We learned to believe that “I am what I have, I am what I do, and I am what others think of me.” Living on the surface insulates us from facing mortality, and keeps us from wading into the ethically complex realities of human life and suffering. Living on the surface affords us the delusion that life is black-and-white, and that what “faithfulness” looks like is apparent.
But 2020 has assaulted us with a marathon-length challenge to our ego-selves. We can no longer get by over-identifying with our crafted self-images, because the routine answers to “what I have” and “what I do” have for the most part been taken from us.
We are thrust into ongoing dilemmas of ethical complexity: we grieve as children struggle with their stunted development due to COVID restrictions, while knowing that the restrictions might be saving lives. We witness friends saying goodbye to loved ones over screens, instead of holding hands in a final moment. We feel the fractures in our communities over politics and wonder whether violence will break forth.
Living on the surface, we cannot stay truly present amidst the ongoing loss, fear, and strife. Dwelling in the shallows, we lack the capacity to remain true to our convictions while also maintaining the disciple of nonviolent love toward our fellow humans.

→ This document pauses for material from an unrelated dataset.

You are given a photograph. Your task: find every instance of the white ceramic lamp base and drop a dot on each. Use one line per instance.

Before this season, we might have run with people, but now we are being asked by God to run with horses.
This work is only possible if we cultivate new levels of spiritual maturity. We must center down into God in whatever ways we know how. We must sink down below the surface, where we find our true identity solely in the love of God. We must swim from the shallows into the deep. We must take off our masks before God.
We must draw from a serenity that is not contingent upon having answers nor external validation. As Christian mystic Thomas Merton advised:
“There is a pervasive form of contemporary violence to which the idealist most easily succumbs: activism and overwork. The rush and pressure of modern life are a form, perhaps the most common form, of its innate violence. To allow oneself to be carried away by a multitude of conflicting concerns, to surrender to too many demands, to commit oneself to too many projects, to want to help everyone in everything, is to succumb to violence. The frenzy of our activism neutralizes our work for peace. It destroys our own inner capacity for peace. It destroys the fruitfulness of our own work, because it kills the root of inner wisdom which makes work fruitful.”
To center in God in this moment is not at all easy. Our families, our coworkers, our parishioners, and our own harsh inner-critics might demand of us constant action, quick solutions, or even perfection.
But to lead in this time – to be able to “run with horses” – we must diligently seek our gracious God in silence, solitude, and Sabbath moments. Only when we develop habitual contact with the divine love can we bring back to our active lives the wisdom, insight, and courage necessary for this moment.